Counterfeit medicine grows, says WHO

By ETCO

Author: Stephanie Nebehay

Source: UOL - São Paulo / SP - HEALTH - 19/05/2010

GENEVA (Reuters) - The production and sale of counterfeit drugs is on the rise in rich and poor countries, and more and more unsuspecting consumers buy them over the Internet, experts said on Wednesday.

Fake or substandard drugs often travel in hiding, on twisting paths, to mask their country of origin as part of a criminal activity worth billions of dollars, they added.

"They put a lot of people at risk of harm from medical products that may contain too little, too little or wrong, and / or contain toxic ingredients," said Margaret Hamburg, director of the US Food and Drug Administration (FDA).

"Counterfeiting is growing in complexity, scale and geographic scope," she said in a speech to the World Health Organization (WHO) annual ministerial meeting.

In rich countries, counterfeiting involves "expensive hormones, steroids, anticancer drugs and lifestyle-related pharmaceuticals," the WHO said.
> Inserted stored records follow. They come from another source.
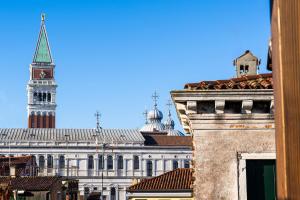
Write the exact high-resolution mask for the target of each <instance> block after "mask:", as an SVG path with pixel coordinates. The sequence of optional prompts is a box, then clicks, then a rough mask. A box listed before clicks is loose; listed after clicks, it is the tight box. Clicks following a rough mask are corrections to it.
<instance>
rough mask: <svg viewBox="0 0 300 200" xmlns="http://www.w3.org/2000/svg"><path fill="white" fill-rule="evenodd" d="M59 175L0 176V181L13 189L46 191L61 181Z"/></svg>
mask: <svg viewBox="0 0 300 200" xmlns="http://www.w3.org/2000/svg"><path fill="white" fill-rule="evenodd" d="M61 180H62V179H61V177H49V176H48V177H42V176H36V177H16V178H9V177H0V183H5V184H9V185H11V187H12V189H14V190H28V191H48V190H50V189H51V188H52V187H53V186H54V184H56V183H58V182H59V181H61Z"/></svg>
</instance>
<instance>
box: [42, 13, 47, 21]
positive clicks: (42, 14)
mask: <svg viewBox="0 0 300 200" xmlns="http://www.w3.org/2000/svg"><path fill="white" fill-rule="evenodd" d="M45 17H46V14H45V13H42V14H41V19H42V22H43V23H44V21H45Z"/></svg>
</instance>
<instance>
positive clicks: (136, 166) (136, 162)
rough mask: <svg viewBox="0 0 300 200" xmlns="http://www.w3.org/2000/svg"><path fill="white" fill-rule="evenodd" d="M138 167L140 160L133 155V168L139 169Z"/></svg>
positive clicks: (136, 156) (135, 168)
mask: <svg viewBox="0 0 300 200" xmlns="http://www.w3.org/2000/svg"><path fill="white" fill-rule="evenodd" d="M139 168H140V160H139V157H138V156H134V157H133V169H139Z"/></svg>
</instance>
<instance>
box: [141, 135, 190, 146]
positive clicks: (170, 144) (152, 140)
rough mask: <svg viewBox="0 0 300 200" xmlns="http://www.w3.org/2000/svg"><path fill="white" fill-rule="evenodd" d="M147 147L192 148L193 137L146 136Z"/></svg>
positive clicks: (164, 135)
mask: <svg viewBox="0 0 300 200" xmlns="http://www.w3.org/2000/svg"><path fill="white" fill-rule="evenodd" d="M144 138H145V139H146V141H145V145H146V146H190V147H192V141H193V140H192V137H191V136H168V135H155V134H152V135H151V134H144Z"/></svg>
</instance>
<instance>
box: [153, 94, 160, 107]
mask: <svg viewBox="0 0 300 200" xmlns="http://www.w3.org/2000/svg"><path fill="white" fill-rule="evenodd" d="M158 98H159V96H158V94H157V92H156V91H155V92H154V94H153V95H152V99H153V101H154V107H156V106H157V100H158Z"/></svg>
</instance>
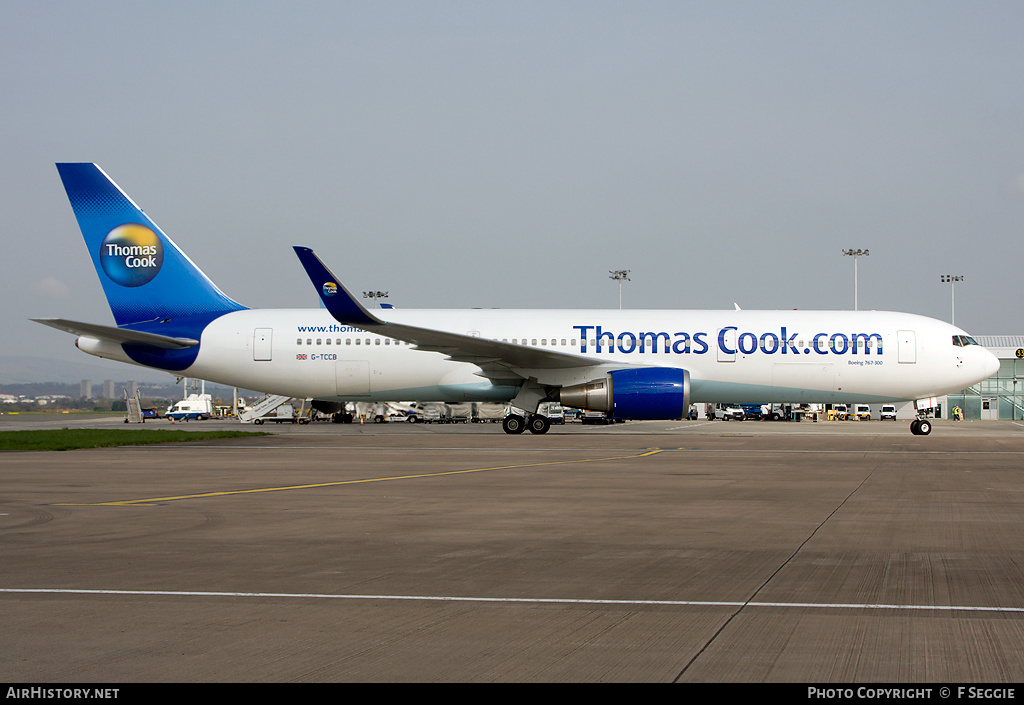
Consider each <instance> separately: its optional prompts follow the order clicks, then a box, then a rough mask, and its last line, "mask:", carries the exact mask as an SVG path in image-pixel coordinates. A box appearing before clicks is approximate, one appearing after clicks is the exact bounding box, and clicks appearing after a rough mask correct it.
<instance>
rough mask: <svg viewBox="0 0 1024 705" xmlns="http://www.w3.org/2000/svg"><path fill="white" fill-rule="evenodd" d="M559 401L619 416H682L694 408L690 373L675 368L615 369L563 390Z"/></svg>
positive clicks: (668, 416) (637, 368) (671, 416)
mask: <svg viewBox="0 0 1024 705" xmlns="http://www.w3.org/2000/svg"><path fill="white" fill-rule="evenodd" d="M559 401H560V402H561V403H562V404H564V405H566V406H570V407H575V408H578V409H589V410H591V411H603V412H605V413H606V414H609V415H611V416H615V417H617V418H628V419H681V418H683V417H684V416H686V412H687V411H689V408H690V373H689V372H687V371H686V370H680V369H678V368H674V367H641V368H631V369H627V370H613V371H612V372H609V373H607V374H606V375H604V378H603V379H597V380H594V381H593V382H586V383H585V384H574V385H572V386H566V387H562V388H561V389H560V390H559Z"/></svg>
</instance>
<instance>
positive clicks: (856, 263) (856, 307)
mask: <svg viewBox="0 0 1024 705" xmlns="http://www.w3.org/2000/svg"><path fill="white" fill-rule="evenodd" d="M843 254H844V255H847V256H850V257H853V309H854V310H857V307H858V301H857V257H860V256H861V255H863V256H865V257H866V256H867V255H868V254H870V252H869V251H868V250H852V249H851V250H843Z"/></svg>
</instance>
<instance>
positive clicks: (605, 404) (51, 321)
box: [35, 164, 998, 434]
mask: <svg viewBox="0 0 1024 705" xmlns="http://www.w3.org/2000/svg"><path fill="white" fill-rule="evenodd" d="M57 170H58V172H59V174H60V178H61V179H62V181H63V185H65V189H66V191H67V192H68V198H69V199H70V201H71V204H72V207H73V209H74V211H75V215H76V217H77V218H78V222H79V225H80V227H81V230H82V234H83V236H84V237H85V242H86V245H87V247H88V250H89V253H90V255H91V256H92V260H93V264H94V265H95V268H96V273H97V274H98V276H99V280H100V282H101V283H102V286H103V291H104V293H105V294H106V298H108V301H109V303H110V305H111V310H112V313H113V314H114V319H115V321H116V323H117V327H113V326H103V325H94V324H86V323H78V322H74V321H67V320H63V319H35V320H36V321H38V322H39V323H43V324H45V325H48V326H51V327H53V328H57V329H60V330H63V331H67V332H70V333H73V334H75V335H77V336H78V339H77V342H76V344H77V345H78V347H79V348H80V349H82V350H84V351H85V353H88V354H90V355H94V356H97V357H100V358H108V359H111V360H118V361H121V362H125V363H130V364H135V365H141V366H144V367H151V368H156V369H160V370H167V371H170V372H173V373H177V374H181V375H182V376H188V377H198V378H201V379H206V380H211V381H215V382H220V383H222V384H227V385H231V386H240V387H244V388H249V389H256V390H260V391H264V392H268V393H275V395H285V396H289V397H295V398H301V399H311V400H313V405H314V406H315V407H316V408H319V409H323V410H331V409H336V408H338V407H340V403H342V402H350V401H422V402H466V401H488V402H511V405H512V407H513V408H514V409H515V411H513V412H512V413H511V414H510V415H509V416H507V417H506V418H505V421H504V428H505V431H506V432H509V433H519V432H522V431H523V430H524V429H525V428H528V429H529V430H530V431H531V432H535V433H543V432H545V431H547V430H548V427H549V424H548V420H547V418H546V417H544V416H542V415H540V414H538V413H537V410H538V407H539V406H540V404H541V403H543V402H545V401H556V400H557V401H560V402H561V403H562V404H565V405H567V406H571V407H577V408H582V409H590V410H599V411H604V412H606V413H608V414H609V415H612V416H615V417H620V418H626V419H680V418H683V417H684V416H685V415H686V413H687V411H688V409H689V406H690V403H691V402H734V403H768V402H777V403H880V402H892V401H919V400H927V399H929V398H933V397H937V396H941V395H945V393H948V392H951V391H956V390H959V389H964V388H966V387H968V386H970V385H972V384H975V383H976V382H979V381H981V380H983V379H985V378H987V377H989V376H991V375H992V374H993V373H994V372H995V370H996V369H997V368H998V361H997V359H996V358H995V357H994V356H993V355H992V354H991V353H989V351H988V350H987V349H985V348H984V347H982V346H981V345H979V344H978V343H977V342H975V340H974V339H973V338H971V337H970V336H969V335H968V334H967V333H965V332H964V331H963V330H961V329H959V328H955V327H954V326H951V325H948V324H946V323H943V322H941V321H936V320H934V319H929V318H925V317H922V316H915V315H911V314H897V313H888V312H810V310H769V312H764V310H762V312H755V310H738V309H736V310H656V309H652V310H617V309H614V310H588V309H577V310H501V309H499V310H482V309H460V310H454V309H409V310H406V309H400V308H388V309H377V308H375V309H373V310H368V309H367V308H366V307H364V306H362V305H361V303H359V301H358V300H357V299H356V298H355V297H353V296H352V295H351V293H350V292H349V291H348V290H347V289H346V288H345V287H344V286H343V285H342V284H341V282H340V281H339V280H338V279H337V278H336V277H335V276H334V275H332V274H331V273H330V272H329V271H328V268H327V267H326V266H325V265H324V264H323V262H321V260H319V259H318V258H317V257H316V255H315V254H313V252H312V251H311V250H309V249H307V248H303V247H296V248H294V249H295V252H296V254H297V255H298V257H299V260H300V261H301V263H302V265H303V266H304V267H305V269H306V274H307V275H308V276H309V278H310V280H311V282H312V284H313V285H314V286H315V288H316V291H317V292H318V294H319V296H321V299H322V301H323V302H324V306H325V307H323V308H310V309H250V308H247V307H245V306H243V305H242V304H240V303H238V302H236V301H233V300H232V299H230V298H228V297H227V296H226V295H225V294H224V293H222V292H221V291H220V290H219V289H218V288H217V287H216V286H215V285H214V284H213V283H212V282H211V281H210V280H209V279H208V278H207V277H206V275H204V274H203V273H202V272H201V271H200V269H199V268H198V267H197V266H196V265H195V264H194V263H193V261H191V260H190V259H189V258H188V257H187V256H186V255H185V254H184V253H183V252H182V251H181V250H179V249H178V247H177V246H176V245H175V244H174V243H173V242H172V241H171V240H170V238H168V237H167V236H166V235H165V234H164V233H163V232H162V231H161V230H160V229H159V227H158V226H157V225H156V223H154V222H153V221H152V220H151V219H150V217H148V216H147V215H145V213H143V212H142V210H141V209H139V208H138V207H137V206H136V205H135V204H134V203H133V202H132V201H131V199H129V198H128V197H127V196H126V195H125V194H124V192H122V191H121V189H119V188H118V186H117V184H115V183H114V181H112V180H111V179H110V177H108V176H106V174H105V173H103V171H102V170H101V169H99V167H97V166H96V165H94V164H57ZM518 410H524V413H520V412H519V411H518ZM911 430H912V432H914V433H916V434H928V433H929V432H930V431H931V423H930V422H929V421H928V420H927V419H924V418H918V419H915V420H914V421H913V422H912V423H911Z"/></svg>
In developing countries, especially in Africa, counterfeit drugs are often available for the treatment of serious diseases, such as malaria, tuberculosis and AIDS, the UN agency said.

The delegate from Nigeria recalled that, in February 2009, 84 children in his country died from adulterated syrup.

Margaret Chan, WHO's director-general, said that illicit products have also increased the problem of drug resistance, including important drugs for the treatment of malaria and AIDS.

"For the patient, any medicine with compromised safety, efficacy or quality is dangerous," she said.

Leading generics manufacturers India and Brazil claim, with support from activists, that major pharmaceutical companies are taking advantage of concerns about fake drugs to try to protect their patents against legitimate competitors in the generics sector.

"What we are opposed to is that a group of private companies, with the help of the (WHO) secretariat, wages a war in this organization against generic drugs," said the Brazilian ambassador to WHO, Maria Nazareth Farani Azevedo, in her speech.

Chan said that WHO will not enter the debate on patent intellectual property. "WHO's role should be to focus on public health, not on law enforcement or intellectual property enforcement."

Pharmaceutical laboratories involved in product research and development say that counterfeit drugs pose a threat to patients, and that it is not commercial interests that drive them in this campaign.

There were 1.693 known incidents of counterfeit drugs last year, an increase of 7 percent, according to this group of laboratories, which includes Bristol-Myers Squibb, Roche, GlaxoSmithKline and Sanofi-Aventis.